Tuesday, June 14, 2016

Thirty Days of Turtles: Mutagen Man

Recently I decided that if I want to keep having new content on this blog, I'm going to have to branch out beyond Marvel and DC. They'll always bring in new content, and I'm sure I'll continue to find old ones I've missed, but it's time to move toward more unfamiliar territory. With that in mind, and because they have a new movie out, I thought I'd kick this new era off with Thirty Days of Turtles!

That's right: From June 3 to July 2, there'll be a post each day highlighting Teenage Mutant Ninja Turtles canon immigrants. Now, because TMNT canon is a little confusing, it can be hard to tell what counts as a canon immigrant and what doesn't. So for the purposes of this blog, a TMNT canon immigrant is anything (a) from the movies, cartoons, video games, toy lines, or tie-in comic series that later appeared in (b) TMNT volumes 1, 2, or 4 [because they're by the original creators] or TMNT volume 5 [because the original creators are involved, it's the new official continuity, and its goal is to use as much of the diverse TMNT lore as possible].

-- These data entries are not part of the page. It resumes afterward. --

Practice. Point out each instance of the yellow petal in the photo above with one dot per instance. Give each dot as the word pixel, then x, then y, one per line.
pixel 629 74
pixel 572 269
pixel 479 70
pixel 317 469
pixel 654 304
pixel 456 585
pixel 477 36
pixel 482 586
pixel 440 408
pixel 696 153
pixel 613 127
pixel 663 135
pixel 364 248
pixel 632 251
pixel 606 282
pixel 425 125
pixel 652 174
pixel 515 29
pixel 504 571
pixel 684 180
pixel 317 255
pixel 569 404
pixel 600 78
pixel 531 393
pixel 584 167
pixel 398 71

With that in mind, let's look at today's entry: Mutagen Man!


Mutagen Man isn't a very major character, but he does have an interesting path to creation. Mutagen Man began life as a sketch Peter Laird did for a possible Playmates action figure called The Unknown.


That action figure never got made, but the idea was reworked into Mutagen Man, which was released in 1990.


He first appeared in the 80s cartoon in an episode fittingly titled "Enter: Mutagen Man!" (1991). He was a delivery worker named Seymour Gutz who fell into a vat of mutagen and somehow survived with only his eyes, brain, and a few other pieces intact.

He later made his IDW debut in Teenage Mutant Ninja Turtles: Mutanimals #1 (February 2015), where he was an experiment that went horrible wrong. Mondo Gecko later gave him the more personal name "Seymour Gutz".